Damos no silêncio - como rio ao mar -  por qualquer via - o poema ou o outro. Um destinatário ou interlocutor é apenas a parte enfadonha na natureza do curso.

Não tenho nenhum conselho...
Se és modificável, vindo do barro, o acaso  te saiba o artesanato!
Quanto a mim, que não pretendo nem mesmo a forma que assumo, de ti não farei nem esboço.
Refresca-te em meu despropósito!
Não me apetece, por senso estético ou por qualquer outro, conduzir-te ou te adornar.
O homem é, desde mim, uma matéria-prima do nada.
Eis o destino, que só de "quando" faz mistério.

Não faço do outro nenhum ideal: plateia ou promotor, para ter por ele ainda algum interesse.
Não sou mais criança a tal ponto.

Também não vim salvar nada do que é possivel.
Nem etiquetar o mundo com afetados moralismos. Reparar-lhe indecências?! Indecência é somar ao barulho.
Se respondo "bom dia!" é para que não me criem caso e não se atrevam a comigo mesmo, em minha presença, me fazerem assunto.

Insuficiente para ambos, dispenso o elogio e a crítica com "muito obrigado!", palavras mágicas não fariam melhor, pois mais útil que mover pedras é encerrar assuntos.
Quando digo o inevitável, tal um estertor, que me importam enquadramentos estéticos alheios, contemporâneos ou futuros?
É o que posso, o que devo... De confrontá-los por este ou aquele adjetivo, renuncio.

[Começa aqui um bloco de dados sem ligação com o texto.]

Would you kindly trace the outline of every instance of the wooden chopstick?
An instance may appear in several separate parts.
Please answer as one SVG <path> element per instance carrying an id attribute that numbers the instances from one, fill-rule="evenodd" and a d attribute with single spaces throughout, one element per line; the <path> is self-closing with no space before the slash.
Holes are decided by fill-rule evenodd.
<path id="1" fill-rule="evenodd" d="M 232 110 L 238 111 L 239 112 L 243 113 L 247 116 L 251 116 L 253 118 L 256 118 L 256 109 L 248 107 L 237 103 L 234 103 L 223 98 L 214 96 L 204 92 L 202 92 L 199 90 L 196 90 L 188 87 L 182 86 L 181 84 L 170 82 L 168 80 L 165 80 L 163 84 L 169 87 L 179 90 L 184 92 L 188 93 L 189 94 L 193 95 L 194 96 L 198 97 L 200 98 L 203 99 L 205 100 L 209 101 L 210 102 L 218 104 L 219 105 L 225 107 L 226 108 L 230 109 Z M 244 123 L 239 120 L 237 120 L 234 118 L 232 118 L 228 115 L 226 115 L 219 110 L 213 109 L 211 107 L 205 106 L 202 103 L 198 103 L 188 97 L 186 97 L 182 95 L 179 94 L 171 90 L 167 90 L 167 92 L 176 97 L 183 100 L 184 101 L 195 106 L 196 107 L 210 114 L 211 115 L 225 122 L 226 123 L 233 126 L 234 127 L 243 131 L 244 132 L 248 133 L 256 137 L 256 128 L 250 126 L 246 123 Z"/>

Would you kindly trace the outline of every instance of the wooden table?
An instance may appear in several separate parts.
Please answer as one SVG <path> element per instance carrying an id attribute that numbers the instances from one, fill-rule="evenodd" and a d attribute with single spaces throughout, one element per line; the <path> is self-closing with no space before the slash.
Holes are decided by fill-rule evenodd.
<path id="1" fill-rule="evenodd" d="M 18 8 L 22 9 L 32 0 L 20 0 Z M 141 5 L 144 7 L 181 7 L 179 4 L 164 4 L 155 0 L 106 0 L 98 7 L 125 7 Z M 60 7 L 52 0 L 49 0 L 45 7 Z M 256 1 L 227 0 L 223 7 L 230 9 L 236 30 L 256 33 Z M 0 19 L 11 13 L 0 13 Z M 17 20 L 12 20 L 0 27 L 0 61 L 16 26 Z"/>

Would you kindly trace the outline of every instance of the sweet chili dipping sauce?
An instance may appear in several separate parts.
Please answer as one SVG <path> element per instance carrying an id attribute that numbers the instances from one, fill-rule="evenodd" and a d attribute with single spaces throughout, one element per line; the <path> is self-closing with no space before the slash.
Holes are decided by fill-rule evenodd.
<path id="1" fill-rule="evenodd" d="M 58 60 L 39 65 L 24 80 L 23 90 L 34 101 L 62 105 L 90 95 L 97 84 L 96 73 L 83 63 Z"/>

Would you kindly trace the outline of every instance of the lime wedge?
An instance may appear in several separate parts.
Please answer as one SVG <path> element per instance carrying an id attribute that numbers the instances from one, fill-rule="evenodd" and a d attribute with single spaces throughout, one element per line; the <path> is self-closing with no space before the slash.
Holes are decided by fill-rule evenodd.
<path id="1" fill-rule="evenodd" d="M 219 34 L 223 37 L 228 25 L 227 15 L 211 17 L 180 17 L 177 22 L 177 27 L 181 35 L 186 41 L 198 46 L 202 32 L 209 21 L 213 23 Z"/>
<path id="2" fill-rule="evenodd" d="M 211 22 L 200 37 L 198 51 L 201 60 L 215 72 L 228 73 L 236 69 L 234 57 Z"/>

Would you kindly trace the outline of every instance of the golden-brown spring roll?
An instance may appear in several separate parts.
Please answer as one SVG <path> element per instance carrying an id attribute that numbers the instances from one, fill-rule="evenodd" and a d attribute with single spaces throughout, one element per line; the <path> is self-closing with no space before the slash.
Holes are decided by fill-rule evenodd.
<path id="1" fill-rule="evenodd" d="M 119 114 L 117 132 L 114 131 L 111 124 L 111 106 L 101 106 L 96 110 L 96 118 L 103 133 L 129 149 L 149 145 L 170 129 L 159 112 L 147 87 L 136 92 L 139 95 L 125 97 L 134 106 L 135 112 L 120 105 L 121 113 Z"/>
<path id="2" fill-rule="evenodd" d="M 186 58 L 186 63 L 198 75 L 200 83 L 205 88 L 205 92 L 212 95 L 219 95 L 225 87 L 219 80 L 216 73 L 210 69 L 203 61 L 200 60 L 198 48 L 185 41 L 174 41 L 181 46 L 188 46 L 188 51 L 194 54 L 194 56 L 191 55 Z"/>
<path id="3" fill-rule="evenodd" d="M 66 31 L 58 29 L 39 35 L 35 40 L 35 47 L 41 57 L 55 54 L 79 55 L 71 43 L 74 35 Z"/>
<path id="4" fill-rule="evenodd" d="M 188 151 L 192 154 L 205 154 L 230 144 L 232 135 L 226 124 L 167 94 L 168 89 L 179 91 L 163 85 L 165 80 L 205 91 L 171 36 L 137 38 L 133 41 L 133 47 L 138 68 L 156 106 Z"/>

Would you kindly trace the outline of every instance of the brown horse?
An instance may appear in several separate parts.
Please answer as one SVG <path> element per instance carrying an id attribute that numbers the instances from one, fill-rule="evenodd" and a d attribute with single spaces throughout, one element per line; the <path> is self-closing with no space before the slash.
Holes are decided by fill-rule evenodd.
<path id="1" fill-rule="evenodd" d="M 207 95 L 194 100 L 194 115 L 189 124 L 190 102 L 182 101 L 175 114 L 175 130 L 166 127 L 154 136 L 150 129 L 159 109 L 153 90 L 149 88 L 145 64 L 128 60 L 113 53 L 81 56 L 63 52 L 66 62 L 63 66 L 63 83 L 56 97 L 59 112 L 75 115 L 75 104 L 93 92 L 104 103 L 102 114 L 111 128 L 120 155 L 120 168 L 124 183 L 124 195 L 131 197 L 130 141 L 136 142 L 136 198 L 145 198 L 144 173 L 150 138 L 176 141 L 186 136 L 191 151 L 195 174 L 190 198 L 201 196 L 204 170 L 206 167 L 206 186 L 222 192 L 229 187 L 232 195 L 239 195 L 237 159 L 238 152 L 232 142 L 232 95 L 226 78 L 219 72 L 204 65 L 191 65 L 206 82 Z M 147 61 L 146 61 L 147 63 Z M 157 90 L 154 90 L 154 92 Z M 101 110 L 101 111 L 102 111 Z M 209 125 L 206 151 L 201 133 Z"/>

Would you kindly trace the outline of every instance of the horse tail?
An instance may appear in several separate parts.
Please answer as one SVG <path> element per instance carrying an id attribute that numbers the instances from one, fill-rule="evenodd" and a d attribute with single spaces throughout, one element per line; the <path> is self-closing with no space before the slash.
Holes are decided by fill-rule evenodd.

O verso é a folga que tiro de jogar-me fora em colóquios para que me jogue fora com elegância.
Não me desperdiço, porque não sou um funcionário...
Quem se descobre sem função e sem motivos ideológicos
não sofre tempo perdido.

Minha poesia é nula como a oração de um ateu:
mais vale pelo tempo a passar que enfeita, pondo-lhe palavras como se rabiolas em pipas que não acharão meninos...
Mais vale dissimular o vazio, do que carregar a um altar qualquer a tola esperança de ser ouvido.